Just checking, is it still true that the change which went in for the repair worker, also impacts the disqualification for a node, in addition to the audit worker ?

It’s my understanding that repair traffic, will also disqualify a node if it fails to return the piece in a 5 minute retry window ?

CP

JWvdV · May 14, 2024, 10:34am

Well it all depends on how the calculation is done. Of the calculation is done in the audits of X days ago then a bigger node might safe you from DQ, by a more stable percentage.

Of it’s about Y last audits, then it doesn’t matter what the node size is.

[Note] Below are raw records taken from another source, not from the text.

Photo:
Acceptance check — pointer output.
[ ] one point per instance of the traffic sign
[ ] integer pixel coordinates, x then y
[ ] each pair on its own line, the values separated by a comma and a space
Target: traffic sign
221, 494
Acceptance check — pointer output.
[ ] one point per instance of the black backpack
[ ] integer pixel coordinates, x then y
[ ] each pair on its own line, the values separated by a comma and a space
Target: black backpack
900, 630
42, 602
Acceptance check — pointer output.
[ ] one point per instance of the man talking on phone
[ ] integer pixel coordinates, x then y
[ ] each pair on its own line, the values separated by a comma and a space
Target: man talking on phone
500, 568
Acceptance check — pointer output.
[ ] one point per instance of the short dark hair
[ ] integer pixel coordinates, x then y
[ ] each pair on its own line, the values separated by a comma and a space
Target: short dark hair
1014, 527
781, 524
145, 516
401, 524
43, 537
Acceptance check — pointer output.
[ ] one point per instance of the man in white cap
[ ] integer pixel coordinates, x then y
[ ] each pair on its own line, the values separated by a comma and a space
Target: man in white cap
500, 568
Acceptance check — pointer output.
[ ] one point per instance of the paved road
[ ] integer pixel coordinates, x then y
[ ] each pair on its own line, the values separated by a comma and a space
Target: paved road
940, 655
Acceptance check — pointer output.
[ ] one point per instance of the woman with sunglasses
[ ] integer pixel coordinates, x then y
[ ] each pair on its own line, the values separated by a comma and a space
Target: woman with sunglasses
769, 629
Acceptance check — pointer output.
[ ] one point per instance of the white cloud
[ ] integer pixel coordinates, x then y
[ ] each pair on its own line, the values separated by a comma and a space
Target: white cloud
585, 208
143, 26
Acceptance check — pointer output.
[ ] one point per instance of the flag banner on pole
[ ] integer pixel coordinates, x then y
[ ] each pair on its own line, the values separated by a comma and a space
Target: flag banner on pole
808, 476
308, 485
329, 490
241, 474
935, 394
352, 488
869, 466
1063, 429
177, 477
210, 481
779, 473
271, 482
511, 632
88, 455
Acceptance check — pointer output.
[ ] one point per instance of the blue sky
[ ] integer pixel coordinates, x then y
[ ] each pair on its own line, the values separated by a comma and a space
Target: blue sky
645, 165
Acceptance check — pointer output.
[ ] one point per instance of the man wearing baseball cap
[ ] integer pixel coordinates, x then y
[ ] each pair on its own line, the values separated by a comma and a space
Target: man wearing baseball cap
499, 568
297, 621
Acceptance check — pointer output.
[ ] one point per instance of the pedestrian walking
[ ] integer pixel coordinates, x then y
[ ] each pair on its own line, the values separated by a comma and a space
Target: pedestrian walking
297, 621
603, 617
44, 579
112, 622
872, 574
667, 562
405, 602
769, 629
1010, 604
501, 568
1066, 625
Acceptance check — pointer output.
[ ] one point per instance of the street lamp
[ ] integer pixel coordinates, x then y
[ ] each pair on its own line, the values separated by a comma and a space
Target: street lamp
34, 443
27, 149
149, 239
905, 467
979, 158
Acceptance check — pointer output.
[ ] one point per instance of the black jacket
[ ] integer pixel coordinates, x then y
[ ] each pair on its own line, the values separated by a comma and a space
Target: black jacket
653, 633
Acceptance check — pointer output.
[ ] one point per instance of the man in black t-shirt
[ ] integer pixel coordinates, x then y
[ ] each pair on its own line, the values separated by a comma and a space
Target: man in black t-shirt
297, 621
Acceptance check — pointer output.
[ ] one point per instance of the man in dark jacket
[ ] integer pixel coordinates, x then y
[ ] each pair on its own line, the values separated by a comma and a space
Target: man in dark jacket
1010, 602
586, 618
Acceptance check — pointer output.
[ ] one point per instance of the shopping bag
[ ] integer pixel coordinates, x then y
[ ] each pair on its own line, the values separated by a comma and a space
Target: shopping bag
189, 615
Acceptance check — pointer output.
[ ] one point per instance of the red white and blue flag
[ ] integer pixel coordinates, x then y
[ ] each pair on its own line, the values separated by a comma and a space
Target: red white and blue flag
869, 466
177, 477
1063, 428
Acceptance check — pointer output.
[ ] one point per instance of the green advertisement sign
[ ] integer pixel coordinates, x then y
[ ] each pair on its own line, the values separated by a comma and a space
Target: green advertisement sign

The quickest DQ I had, was once when it needed only three audits to reach that point. Just because the node was only one month old and had only 50 audits before the problems started.

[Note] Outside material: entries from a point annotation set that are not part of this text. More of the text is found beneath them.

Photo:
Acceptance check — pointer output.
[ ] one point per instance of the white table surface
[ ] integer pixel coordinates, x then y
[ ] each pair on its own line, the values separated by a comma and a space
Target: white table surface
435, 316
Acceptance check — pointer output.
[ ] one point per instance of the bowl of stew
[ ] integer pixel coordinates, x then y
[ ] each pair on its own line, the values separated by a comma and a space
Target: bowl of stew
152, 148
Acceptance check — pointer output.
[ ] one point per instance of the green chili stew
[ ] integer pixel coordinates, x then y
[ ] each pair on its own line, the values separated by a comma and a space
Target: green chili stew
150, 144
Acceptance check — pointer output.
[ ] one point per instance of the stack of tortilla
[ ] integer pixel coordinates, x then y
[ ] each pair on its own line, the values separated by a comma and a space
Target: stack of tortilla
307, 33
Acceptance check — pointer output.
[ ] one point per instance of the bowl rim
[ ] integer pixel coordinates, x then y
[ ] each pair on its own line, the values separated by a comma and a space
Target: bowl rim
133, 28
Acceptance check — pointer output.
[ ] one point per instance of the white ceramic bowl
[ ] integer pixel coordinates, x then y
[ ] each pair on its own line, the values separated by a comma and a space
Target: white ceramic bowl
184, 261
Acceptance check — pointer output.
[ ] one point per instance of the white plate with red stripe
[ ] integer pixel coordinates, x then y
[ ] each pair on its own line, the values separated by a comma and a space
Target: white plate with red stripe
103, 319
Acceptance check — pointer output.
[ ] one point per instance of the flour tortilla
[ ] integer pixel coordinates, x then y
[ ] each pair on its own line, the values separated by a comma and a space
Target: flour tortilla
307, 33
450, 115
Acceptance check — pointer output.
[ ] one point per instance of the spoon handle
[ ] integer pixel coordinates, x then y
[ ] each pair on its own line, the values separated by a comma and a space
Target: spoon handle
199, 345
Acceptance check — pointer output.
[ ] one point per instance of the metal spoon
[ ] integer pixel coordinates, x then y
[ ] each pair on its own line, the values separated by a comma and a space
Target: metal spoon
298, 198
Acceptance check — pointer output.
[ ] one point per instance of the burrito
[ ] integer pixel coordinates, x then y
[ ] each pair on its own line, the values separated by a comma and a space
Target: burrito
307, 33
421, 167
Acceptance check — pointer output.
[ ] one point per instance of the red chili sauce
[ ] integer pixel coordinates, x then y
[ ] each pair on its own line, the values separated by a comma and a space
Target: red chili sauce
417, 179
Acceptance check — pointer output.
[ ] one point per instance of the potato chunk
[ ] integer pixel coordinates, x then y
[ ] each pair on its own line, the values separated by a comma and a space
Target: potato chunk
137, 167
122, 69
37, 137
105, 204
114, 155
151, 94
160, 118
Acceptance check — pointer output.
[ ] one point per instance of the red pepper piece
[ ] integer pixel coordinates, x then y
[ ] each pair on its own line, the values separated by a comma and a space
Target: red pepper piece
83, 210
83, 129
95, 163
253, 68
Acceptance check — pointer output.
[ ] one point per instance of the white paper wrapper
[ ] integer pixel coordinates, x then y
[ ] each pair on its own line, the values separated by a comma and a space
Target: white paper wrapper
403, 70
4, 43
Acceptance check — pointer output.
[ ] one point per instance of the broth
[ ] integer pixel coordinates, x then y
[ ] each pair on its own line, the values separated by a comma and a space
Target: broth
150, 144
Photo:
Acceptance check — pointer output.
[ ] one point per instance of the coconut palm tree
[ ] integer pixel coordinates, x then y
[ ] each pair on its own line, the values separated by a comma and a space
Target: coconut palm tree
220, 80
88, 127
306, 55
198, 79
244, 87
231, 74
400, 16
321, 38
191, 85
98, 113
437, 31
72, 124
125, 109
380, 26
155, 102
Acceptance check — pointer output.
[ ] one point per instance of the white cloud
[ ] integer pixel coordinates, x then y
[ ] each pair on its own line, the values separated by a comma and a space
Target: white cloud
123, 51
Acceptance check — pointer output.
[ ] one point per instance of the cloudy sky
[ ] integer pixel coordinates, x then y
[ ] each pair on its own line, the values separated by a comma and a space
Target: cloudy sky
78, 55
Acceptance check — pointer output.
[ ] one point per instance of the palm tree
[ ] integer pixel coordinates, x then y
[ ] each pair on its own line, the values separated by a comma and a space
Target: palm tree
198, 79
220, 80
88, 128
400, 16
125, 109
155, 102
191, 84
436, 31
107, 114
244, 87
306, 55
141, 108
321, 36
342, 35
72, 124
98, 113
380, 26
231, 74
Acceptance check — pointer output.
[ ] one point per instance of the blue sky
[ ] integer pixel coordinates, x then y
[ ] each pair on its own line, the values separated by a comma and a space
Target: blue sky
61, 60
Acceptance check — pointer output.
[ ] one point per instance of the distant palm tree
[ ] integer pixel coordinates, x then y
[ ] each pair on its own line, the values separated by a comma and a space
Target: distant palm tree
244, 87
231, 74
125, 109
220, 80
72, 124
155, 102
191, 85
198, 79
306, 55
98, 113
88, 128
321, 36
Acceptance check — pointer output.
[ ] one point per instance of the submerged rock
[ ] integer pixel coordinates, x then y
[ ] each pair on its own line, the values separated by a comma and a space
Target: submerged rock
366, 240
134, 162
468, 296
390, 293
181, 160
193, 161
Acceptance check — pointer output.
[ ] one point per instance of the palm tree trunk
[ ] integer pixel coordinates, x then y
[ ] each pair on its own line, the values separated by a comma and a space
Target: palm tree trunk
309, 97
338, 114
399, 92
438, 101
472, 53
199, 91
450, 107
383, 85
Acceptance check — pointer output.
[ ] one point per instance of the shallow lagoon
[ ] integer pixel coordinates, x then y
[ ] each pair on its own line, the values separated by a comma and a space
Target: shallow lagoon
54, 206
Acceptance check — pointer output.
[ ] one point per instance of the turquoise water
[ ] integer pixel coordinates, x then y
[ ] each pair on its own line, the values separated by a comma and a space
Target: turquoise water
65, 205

But perhaps, you could explain in own words, how the audit prices actually works: does it work with time windows, just so many last audits or are all audits taken into account?

snorkel · May 14, 2024, 10:39am

Is this 4% audit failure in the last 30 days? Or is it calculated for the entire life of the node, like the failed data audits are adding up constantly?

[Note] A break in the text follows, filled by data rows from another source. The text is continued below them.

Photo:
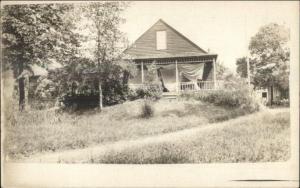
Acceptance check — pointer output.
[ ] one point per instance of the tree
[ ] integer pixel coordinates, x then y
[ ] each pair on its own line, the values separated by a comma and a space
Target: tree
104, 20
33, 33
270, 56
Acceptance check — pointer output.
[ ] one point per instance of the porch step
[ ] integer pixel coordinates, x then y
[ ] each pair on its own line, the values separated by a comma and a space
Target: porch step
170, 95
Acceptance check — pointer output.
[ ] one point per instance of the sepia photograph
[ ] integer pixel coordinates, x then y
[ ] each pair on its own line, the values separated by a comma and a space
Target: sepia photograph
156, 83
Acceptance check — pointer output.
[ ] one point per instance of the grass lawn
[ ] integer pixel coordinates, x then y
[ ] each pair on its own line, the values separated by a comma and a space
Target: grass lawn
45, 131
262, 138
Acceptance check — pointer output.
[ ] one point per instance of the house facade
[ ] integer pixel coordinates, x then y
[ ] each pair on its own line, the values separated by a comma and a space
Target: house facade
181, 65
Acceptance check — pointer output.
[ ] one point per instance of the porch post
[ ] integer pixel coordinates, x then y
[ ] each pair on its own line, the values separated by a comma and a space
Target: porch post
177, 79
214, 66
142, 69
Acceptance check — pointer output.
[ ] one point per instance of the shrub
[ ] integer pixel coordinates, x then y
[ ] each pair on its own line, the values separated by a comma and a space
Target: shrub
147, 109
153, 92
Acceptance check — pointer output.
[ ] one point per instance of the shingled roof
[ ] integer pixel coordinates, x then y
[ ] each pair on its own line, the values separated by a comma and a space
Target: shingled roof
177, 44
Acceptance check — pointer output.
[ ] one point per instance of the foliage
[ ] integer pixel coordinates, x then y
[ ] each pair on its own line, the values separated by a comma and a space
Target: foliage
271, 56
147, 109
241, 66
153, 92
33, 33
79, 81
222, 72
151, 76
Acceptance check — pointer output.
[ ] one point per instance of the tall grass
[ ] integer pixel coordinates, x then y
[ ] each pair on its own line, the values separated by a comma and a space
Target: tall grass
262, 138
40, 131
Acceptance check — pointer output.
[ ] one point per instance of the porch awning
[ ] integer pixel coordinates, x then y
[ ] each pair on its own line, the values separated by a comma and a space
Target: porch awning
192, 72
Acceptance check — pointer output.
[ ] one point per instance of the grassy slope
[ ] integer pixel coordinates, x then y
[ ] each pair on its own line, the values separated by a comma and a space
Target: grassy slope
263, 138
45, 131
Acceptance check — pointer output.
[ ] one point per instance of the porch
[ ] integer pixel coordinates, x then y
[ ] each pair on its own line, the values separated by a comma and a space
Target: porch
178, 74
185, 86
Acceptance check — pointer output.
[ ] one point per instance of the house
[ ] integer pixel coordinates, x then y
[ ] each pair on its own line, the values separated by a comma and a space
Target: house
181, 64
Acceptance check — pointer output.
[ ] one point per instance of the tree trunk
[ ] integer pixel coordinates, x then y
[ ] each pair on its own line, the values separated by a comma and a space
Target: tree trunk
271, 102
100, 96
21, 87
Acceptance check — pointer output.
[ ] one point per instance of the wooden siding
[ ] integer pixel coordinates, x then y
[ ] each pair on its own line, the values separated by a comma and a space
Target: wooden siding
177, 44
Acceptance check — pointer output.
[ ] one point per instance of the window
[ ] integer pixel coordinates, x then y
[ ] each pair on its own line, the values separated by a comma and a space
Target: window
161, 40
264, 94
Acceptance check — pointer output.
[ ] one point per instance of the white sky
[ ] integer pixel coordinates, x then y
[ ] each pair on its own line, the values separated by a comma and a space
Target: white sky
223, 27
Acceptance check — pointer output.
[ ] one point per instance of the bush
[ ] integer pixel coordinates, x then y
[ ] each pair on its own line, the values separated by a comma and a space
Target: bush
147, 110
153, 92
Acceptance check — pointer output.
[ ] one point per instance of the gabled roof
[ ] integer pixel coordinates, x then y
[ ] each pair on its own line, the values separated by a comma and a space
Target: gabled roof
177, 44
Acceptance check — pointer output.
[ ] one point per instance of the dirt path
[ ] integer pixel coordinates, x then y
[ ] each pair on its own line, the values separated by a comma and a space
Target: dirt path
80, 155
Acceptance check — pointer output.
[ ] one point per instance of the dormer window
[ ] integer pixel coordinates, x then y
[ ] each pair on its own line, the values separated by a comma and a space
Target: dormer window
161, 40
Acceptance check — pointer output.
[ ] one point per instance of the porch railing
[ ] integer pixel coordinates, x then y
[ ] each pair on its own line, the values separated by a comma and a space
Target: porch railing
188, 86
200, 85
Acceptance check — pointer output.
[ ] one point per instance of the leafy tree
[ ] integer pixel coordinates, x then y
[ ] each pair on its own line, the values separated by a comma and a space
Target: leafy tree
270, 56
33, 33
103, 22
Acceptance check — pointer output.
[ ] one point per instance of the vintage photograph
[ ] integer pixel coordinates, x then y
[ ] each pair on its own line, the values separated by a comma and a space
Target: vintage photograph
112, 82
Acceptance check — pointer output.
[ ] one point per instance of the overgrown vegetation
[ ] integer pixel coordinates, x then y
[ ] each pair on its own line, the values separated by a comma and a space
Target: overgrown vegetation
263, 137
147, 109
152, 92
38, 131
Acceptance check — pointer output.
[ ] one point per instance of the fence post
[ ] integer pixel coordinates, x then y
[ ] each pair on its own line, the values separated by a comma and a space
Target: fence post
142, 69
177, 83
214, 66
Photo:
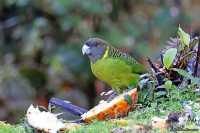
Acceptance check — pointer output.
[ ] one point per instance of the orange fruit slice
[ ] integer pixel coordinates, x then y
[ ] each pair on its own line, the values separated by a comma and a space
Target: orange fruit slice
116, 108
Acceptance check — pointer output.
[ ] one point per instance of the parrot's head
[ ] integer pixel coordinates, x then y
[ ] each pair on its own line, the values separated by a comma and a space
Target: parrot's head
95, 48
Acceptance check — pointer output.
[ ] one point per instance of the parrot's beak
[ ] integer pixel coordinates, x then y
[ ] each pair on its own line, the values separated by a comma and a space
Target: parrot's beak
86, 49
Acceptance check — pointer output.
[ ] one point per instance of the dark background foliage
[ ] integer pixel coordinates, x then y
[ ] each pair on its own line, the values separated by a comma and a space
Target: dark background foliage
41, 41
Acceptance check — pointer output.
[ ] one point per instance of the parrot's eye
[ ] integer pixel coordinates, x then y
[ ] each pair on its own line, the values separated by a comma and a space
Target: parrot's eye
96, 44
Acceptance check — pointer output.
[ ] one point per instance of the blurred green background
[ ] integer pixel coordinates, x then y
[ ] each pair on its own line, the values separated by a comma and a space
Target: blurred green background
41, 42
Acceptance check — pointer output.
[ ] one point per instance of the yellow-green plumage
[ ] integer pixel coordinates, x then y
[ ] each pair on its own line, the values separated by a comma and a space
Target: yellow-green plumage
110, 65
117, 69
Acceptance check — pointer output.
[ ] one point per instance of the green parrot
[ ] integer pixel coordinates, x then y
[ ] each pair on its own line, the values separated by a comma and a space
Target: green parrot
110, 65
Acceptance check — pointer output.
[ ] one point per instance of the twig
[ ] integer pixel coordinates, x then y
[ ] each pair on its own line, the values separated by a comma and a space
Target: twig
77, 121
197, 59
154, 68
67, 107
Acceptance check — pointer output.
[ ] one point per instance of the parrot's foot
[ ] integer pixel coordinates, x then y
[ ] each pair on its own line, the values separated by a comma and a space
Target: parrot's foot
112, 96
129, 89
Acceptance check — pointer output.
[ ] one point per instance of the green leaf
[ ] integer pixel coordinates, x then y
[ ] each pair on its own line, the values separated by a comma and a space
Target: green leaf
143, 82
128, 99
184, 36
169, 57
195, 80
173, 87
174, 91
145, 93
183, 72
183, 89
161, 93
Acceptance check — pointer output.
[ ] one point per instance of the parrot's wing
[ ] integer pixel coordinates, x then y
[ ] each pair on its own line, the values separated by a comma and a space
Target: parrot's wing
137, 68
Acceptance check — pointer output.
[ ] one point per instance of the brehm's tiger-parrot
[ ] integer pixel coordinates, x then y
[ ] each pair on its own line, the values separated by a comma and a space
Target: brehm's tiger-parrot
110, 65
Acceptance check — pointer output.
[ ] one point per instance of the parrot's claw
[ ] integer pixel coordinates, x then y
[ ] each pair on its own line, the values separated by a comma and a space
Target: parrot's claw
129, 89
112, 96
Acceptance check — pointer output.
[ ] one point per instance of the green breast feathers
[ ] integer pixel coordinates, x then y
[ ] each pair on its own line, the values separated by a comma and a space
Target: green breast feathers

IsThisOn · May 14, 2024, 10:55am

You are right, so only 300 crashes a day

For everyone under 300 crashes a day, yes.

JWvdV · May 14, 2024, 11:00am

Correct, GET_REPAIR also gives you a failed audit on not getting back any data: New audit scoring is live

This topic also send to imply last 1000 audits are taken into account. That takes quite a time to reach so before that how’s it calculated?

Actually the math boils down to:
For a sequence of 0s (failures) and 1s (succes). With a mean chance of Y (data loss rate) to get 0, how much is the chance of getting at least 40 0s in a sequence of 1000.

Even with 2% data loss, this means in the next 1000 audits you have a chance of 4/100000 to get a DQ; accumulating over time (although, due to deletions and growth of the node in the mean time, actual data loss rate may decrease; or increase in case of new events).

IsThisOn · May 14, 2024, 11:01am

Can anyone help me remember what the Windows “we cache SSD stuff in RAM” feature is called again? And is there an equivalent in Linux?

ACarneiro · May 14, 2024, 11:09am

I googled it and couldn’t really find much. Are you sure that is “a thing”?

All I could fin were references to Primocache…

IsThisOn · May 14, 2024, 11:11am

No. You failed probability calculations class
If the chance of an occurrence is 2%, and you need that occurrence 40 times in a row, the chance is not 4/100000.

Read the thread @BrightSilence has posted. It explains it well.